2 The diagram below shows the cross-section through the centre of mass of a uniform block of weight \(W \mathrm {~N}\), resting on a slope inclined at an angle \(\alpha\) to the horizontal. The cross-section is a rectangle ABCD . The slope exerts a frictional force of magnitude \(F \mathrm {~N}\) and a normal contact force of magnitude \(R \mathrm {~N}\).
\includegraphics[max width=\textwidth, alt={}, center]{9b624694-edb6-4000-838f-3557e078952d-3_546_940_450_242}

1. Explain why a triangle of forces may be used to model the scenario.
2. In the space provided in the Printed Answer Booklet, draw such a triangle, fully annotated, including the angle \(\alpha\) in the correct position.

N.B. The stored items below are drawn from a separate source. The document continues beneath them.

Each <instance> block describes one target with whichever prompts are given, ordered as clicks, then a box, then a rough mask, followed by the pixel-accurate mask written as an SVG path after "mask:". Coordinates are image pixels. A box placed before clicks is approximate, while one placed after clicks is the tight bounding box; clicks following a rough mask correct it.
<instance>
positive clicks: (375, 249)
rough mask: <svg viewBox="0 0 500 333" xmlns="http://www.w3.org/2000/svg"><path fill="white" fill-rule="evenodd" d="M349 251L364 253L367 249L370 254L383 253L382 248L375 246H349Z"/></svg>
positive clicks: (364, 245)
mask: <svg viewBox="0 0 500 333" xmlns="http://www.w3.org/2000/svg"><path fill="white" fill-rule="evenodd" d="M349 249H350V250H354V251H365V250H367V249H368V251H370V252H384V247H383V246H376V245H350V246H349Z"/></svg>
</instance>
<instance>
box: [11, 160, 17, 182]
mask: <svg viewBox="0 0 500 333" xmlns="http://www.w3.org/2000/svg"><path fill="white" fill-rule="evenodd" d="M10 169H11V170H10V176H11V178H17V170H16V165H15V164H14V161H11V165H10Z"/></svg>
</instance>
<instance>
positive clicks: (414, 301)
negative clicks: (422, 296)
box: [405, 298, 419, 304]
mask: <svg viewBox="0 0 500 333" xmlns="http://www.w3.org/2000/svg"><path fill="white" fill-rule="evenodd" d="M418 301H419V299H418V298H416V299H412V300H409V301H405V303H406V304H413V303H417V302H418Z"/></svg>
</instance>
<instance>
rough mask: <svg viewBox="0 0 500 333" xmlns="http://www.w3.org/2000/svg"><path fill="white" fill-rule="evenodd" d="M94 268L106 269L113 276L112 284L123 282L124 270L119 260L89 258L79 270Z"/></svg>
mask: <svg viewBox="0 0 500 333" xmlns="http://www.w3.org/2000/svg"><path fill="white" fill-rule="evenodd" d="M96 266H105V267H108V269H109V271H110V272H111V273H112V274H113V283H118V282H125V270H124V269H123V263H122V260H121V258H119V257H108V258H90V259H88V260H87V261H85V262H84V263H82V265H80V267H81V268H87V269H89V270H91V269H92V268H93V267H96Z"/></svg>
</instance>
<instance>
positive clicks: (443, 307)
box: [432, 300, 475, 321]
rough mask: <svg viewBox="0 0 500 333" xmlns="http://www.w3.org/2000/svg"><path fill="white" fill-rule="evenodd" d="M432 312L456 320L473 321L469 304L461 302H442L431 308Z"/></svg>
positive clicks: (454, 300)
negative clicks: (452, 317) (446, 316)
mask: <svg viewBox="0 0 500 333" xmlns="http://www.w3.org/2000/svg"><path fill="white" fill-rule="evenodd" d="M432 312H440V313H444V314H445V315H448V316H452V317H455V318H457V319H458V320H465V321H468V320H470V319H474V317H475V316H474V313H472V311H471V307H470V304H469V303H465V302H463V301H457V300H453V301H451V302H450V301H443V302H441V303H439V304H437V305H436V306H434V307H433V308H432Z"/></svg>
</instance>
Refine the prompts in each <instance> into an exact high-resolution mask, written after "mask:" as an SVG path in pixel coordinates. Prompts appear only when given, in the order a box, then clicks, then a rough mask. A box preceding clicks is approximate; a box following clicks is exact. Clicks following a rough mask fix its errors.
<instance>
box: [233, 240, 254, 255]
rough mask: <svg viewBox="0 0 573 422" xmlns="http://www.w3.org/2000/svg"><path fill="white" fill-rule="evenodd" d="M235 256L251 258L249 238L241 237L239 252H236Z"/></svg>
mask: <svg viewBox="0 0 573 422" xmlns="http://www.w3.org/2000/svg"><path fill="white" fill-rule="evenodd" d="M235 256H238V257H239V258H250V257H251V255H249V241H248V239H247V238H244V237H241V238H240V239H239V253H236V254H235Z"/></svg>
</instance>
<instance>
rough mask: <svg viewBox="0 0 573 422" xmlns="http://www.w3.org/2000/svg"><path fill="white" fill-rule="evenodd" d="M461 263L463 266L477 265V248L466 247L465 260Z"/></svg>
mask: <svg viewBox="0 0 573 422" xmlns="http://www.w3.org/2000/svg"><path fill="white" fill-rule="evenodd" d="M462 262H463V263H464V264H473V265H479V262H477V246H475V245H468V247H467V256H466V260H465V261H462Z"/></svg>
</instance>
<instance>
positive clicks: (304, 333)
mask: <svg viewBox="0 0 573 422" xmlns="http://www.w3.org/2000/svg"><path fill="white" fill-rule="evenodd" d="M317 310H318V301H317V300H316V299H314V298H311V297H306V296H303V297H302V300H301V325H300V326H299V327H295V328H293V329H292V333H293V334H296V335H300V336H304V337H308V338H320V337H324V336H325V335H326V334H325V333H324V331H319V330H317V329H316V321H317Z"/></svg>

The coefficient of friction between the block and the slope is \(\mu\).
3. Given that the block is in limiting equilibrium, use your diagram in part (b) to show that \(\mu = \tan \alpha\). It is given that \(\mathrm { AB } = 8.9 \mathrm {~cm}\) and \(\mathrm { AD } = 11.6 \mathrm {~cm}\). The coefficient of friction between the slope and the block is 1.35 . The slope is slowly tilted so that \(\alpha\) increases.
4. Determine whether the block topples first without sliding or slides first without toppling.